SAWT BEIRUT INTERNATIONAL

| 5 July 2022, Tuesday |

La France devient le premier importateur de gaz russe

Un rapport d’un centre de recherche indépendant a révélé, lundi, que la France, qui a augmenté ses importations d’énergie fossile russe, pour devenir le plus grand importateur de gaz naturel liquéfié russe, au cours des 100 premiers jours de l’invasion de l’Ukraine, « en contradiction avec le soutien de Paris à Kiev dans sa guerre. »

Le rapport du Centre de recherche sur l’énergie et l’air pur, basé en Finlande, indique que la Russie a généré des revenus de 93 milliards d’euros grâce aux exportations d’énergie fossile, principalement vers l’Union européenne.

Ce rapport a été publié au moment où l’Ukraine exhorte l’Occident à cesser ses importations d’énergie en provenance de Russie afin de priver le Kremlin d’une source de financement pour sa guerre contre elle.

La première source de revenus de la Russie est le pétrole brut (46 milliards), suivi par le gaz exporté par oléoducs (24 milliards), puis les dérivés du pétrole, le gaz naturel liquéfié et enfin le charbon.

Selon le centre, des pays comme la France, la Chine, l’Inde et les EAU ont augmenté leurs achats de la Russie, et en retour, certains pays comme la Pologne, la Finlande et les pays baltes ont fait de gros efforts pour réduire leurs importations.

« Alors que l’Union européenne envisage de renforcer les sanctions contre la Russie, la France a augmenté ses importations pour devenir le plus grand importateur de gaz naturel liquéfié russe au monde », a déclaré Lauri Myllyvirta, analyste au Centre, qui a coécrit le rapport.

L’expert a expliqué que les achats sont effectués en espèces et non dans le cadre de contrats à long terme, ce qui signifie que la France a délibérément décidé de se procurer de l’énergie russe malgré l’invasion de l’Ukraine.

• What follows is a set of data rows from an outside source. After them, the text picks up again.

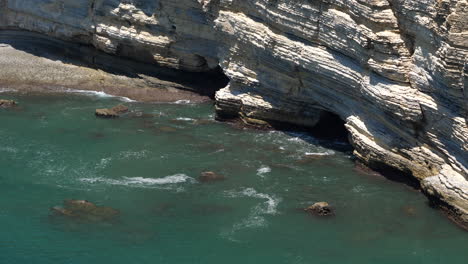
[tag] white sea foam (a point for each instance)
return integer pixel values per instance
(182, 102)
(133, 154)
(6, 90)
(269, 207)
(8, 149)
(327, 153)
(256, 218)
(140, 181)
(185, 119)
(100, 94)
(263, 170)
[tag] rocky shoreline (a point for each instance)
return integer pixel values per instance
(392, 70)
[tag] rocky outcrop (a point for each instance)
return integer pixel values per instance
(83, 210)
(393, 70)
(113, 112)
(320, 209)
(7, 103)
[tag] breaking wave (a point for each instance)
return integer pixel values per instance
(100, 94)
(140, 181)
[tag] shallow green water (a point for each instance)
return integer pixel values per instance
(53, 148)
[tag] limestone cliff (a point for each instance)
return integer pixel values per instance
(394, 70)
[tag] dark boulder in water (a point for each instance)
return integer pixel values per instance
(85, 210)
(209, 176)
(113, 112)
(7, 103)
(320, 209)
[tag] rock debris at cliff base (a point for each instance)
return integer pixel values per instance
(394, 70)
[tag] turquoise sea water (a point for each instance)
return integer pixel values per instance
(53, 148)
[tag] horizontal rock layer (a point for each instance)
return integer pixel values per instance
(393, 70)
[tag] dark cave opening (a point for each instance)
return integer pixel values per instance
(330, 127)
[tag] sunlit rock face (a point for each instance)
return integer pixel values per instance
(393, 70)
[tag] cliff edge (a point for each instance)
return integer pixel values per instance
(395, 71)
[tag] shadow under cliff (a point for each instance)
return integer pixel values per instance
(203, 83)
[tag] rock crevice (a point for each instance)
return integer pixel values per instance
(394, 70)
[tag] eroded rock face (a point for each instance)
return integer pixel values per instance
(393, 70)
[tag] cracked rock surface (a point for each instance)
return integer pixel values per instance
(394, 70)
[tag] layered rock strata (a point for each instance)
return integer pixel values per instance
(393, 70)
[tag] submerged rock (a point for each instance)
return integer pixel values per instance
(113, 112)
(209, 176)
(320, 209)
(7, 103)
(167, 129)
(85, 211)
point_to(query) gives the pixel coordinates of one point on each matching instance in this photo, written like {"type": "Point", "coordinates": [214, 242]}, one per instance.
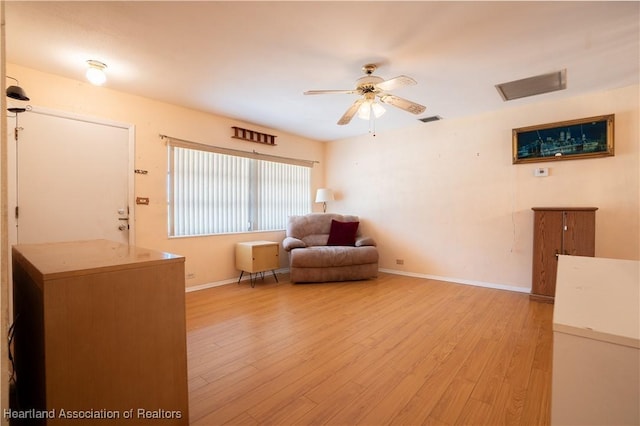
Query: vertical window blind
{"type": "Point", "coordinates": [214, 192]}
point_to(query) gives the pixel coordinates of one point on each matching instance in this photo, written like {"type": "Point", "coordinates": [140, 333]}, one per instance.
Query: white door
{"type": "Point", "coordinates": [72, 179]}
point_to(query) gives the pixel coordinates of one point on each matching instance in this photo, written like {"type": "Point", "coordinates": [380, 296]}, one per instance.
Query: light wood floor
{"type": "Point", "coordinates": [395, 350]}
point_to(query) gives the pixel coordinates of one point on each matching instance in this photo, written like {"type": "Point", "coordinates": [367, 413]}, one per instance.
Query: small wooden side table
{"type": "Point", "coordinates": [256, 257]}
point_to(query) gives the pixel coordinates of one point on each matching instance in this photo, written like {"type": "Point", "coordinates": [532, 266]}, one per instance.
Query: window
{"type": "Point", "coordinates": [214, 191]}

« Les actes de la France doivent correspondre à ses paroles : si elle soutient réellement l’Ukraine, elle doit immédiatement imposer une interdiction des sources d’énergie fossiles de la Russie, et développer rapidement des énergies propres et des solutions d’efficacité énergétique », a-t-il ajouté.

Selon le rapport, l’Union européenne a représenté 61 % des exportations d’énergie fossile de la Russie, soit environ 57 milliards d’euros, au cours des 100 premiers jours de l’invasion de l’Ukraine par la Russie, entre le 24 février et le 3 juin.

Les principaux pays importateurs étaient la Chine (12,6 milliards d’euros), l’Allemagne (12,1 milliards) et l’Italie (7,6 milliards).

L’Union européenne a récemment approuvé une interdiction progressive de ses importations de pétrole russe, avec quelques exceptions. Pour l’instant, l’interdiction ne concerne pas le gaz dont dépend le groupe.

Les chiffres du rapport indiquent que les revenus de la Russie n’ont pas été perturbés, même avec la baisse des exportations en mai, et bien que la Russie soit obligée de vendre sa production à des prix réduits sur les marchés internationaux, elle a bénéficié des prix élevés de l’énergie dans le monde.